"Maybe we could," Bunny agreed.

But Bunny and Sue did not buy the toy balloons. They were on their way to get them, with Splash, the dog, walking along the street behind them, when a trolley car came along. The trolley ran from Bellemere, where Bunny and Sue lived, to Wayville, the next town. In Wayville lived Uncle Henry, who was a brother of Mrs. Brown's.

"Oh, Sue! I know what let's do!" Bunny suddenly cried, as the trolley car stopped to take on some passengers at the street corner.

"What shall we do, Bunny?" Sue was always ready to follow where her brother led.

"Let's take our five cents and have a trolley ride! We can go to
Wayville and see Uncle Henry. He'd like to see us."

"But if we go on the trolley it costs five cents," Sue objected, "and we can't buy the balloons."
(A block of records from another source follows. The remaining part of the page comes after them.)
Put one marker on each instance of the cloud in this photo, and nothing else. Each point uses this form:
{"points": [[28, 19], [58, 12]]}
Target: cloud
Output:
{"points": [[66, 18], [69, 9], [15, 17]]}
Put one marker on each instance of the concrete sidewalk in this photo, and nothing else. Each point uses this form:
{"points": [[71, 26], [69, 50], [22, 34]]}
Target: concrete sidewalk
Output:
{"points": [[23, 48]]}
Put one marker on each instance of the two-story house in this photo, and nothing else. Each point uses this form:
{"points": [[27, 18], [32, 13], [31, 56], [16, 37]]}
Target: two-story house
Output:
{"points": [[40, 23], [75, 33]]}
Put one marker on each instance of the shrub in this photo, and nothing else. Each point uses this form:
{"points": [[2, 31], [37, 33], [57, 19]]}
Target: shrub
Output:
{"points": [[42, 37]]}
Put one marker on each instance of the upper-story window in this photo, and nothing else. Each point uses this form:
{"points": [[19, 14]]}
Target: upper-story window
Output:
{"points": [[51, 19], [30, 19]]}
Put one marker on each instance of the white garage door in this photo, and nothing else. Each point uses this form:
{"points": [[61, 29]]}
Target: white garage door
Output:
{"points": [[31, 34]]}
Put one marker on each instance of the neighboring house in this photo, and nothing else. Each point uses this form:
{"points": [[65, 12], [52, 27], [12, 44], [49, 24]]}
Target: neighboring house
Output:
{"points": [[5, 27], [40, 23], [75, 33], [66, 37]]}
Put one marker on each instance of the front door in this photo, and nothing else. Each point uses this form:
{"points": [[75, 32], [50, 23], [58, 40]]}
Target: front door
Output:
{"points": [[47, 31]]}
"Maybe Uncle Henry will give us some pennies when we tell him we had to spend our five cents to come to see him," Bunny suggested.
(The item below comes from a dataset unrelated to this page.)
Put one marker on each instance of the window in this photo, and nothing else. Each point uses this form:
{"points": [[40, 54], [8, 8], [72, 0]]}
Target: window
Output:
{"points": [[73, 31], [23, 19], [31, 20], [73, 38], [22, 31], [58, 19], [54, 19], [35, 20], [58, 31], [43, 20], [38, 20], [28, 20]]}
"Maybe. All right, let's go!"

Hand in hand, never thinking that it was in the least wrong, Bunny and Sue ran for the trolley. The conductor, though perhaps he thought it strange to see two such small children traveling alone, said nothing, but helped them up the high step. Often the people of Wayville or Bellemere would put their children on the car, and ask the conductor to look out for them, and put them off at a certain place. But no one was with Bunny and Sue.

"We want to go to Wayville, to our Uncle Henry's," explained the blue-eyed little boy.